Cannonball Adderly grew up in Florida and resisted the initial invitations to join Miles Davis’ first quintet in NYC. Cannonball did not rush to move to NY from Florida as he suspected that upon arrival to NY, he would no longer have the time to practice and work hard on his own approach to playing. He came to NY around 1955 and made a few records which are good, but didn’t garner too much notice. In 1958, he joined the quintet and made it a sextet and then history was made.
Cannonball recorded extensively with his brother Nat, November 25, 1931 – January 2, 2000. I was fortunate enough to see Nat perform a few times. He liked to tell a story about Cannonball’s record date for Blue Note records. Nat expected to play on the record, but Cannonball told him no and that Cannonball wanted to use this other guy on trumpet.
Cannonball is on a few recordings with Miles and Trane, including the watershed record “Kind of Blue”. He leaves to start his own band which is really one of the most successful groups in jazz. I really admire Cannonball’s approach. His music is accessible and swings harder than almost anything, but contains an incredible amount of substance.
The great sextet led by Cannonball featured the multi-instrumentalist, Yousef Lateef, October 9, 1920 – December 23, 2013, and Austrian pianist Joe Zawinul, July 7, 1932 – September 11, 2007. Both of these men contributed to Jazz throughout their lives. Zawinul would go on to form the 70s iconic fusion band, Weather Report.
George Duke later plays in the band and he is followed by the amazing and insightful, although underrated and under respected, Hal Galper. Hal Galper is one of the most important voices of descent in the jazz world today as well as being a brilliant pianist and excellent educator. He is an avid critic of the music industry and he is rarely, if ever, wrong.
There is much Cannonball to hear. He performed extensively until his death in 1975. Its all good. But we cant leave Cannonball without hearing his “hit.” Here’s a tune Im sure that nearly every musician who reads this has played….

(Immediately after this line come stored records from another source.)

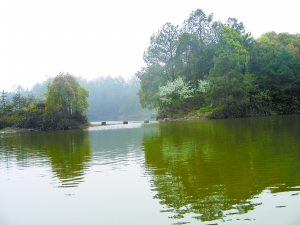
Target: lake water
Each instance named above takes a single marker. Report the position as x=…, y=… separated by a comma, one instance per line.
x=234, y=171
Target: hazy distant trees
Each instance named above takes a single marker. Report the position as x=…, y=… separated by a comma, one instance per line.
x=66, y=95
x=110, y=98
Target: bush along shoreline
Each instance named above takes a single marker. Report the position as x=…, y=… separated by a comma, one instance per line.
x=40, y=121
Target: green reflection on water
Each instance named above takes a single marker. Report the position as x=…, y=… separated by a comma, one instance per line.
x=207, y=167
x=68, y=152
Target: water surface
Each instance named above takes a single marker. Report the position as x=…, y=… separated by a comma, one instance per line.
x=237, y=171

But there are too many alto players for one diary
Oh…and pure nepotism…here’s a good friend of mine. He’s in Rome this weekend performing with trombonist Steve Turre: Bruce Williams.
Remember, there are probably excellent Jazz musicians who live near you. Go and see them play! Thanks again everyone, I am really really happy with how these diaries have been turning out. I know so many good musicians that Im going to start putting up random videos of some of them in the coming weeks and I do encourage everyone to post clips of themselves playing and/or of your friends. Just please keep it to Jazz and keep the funk beats and distorted guitars to a minimum (there will be a fusion diary or three eventually and a “smooth jazz” diary never).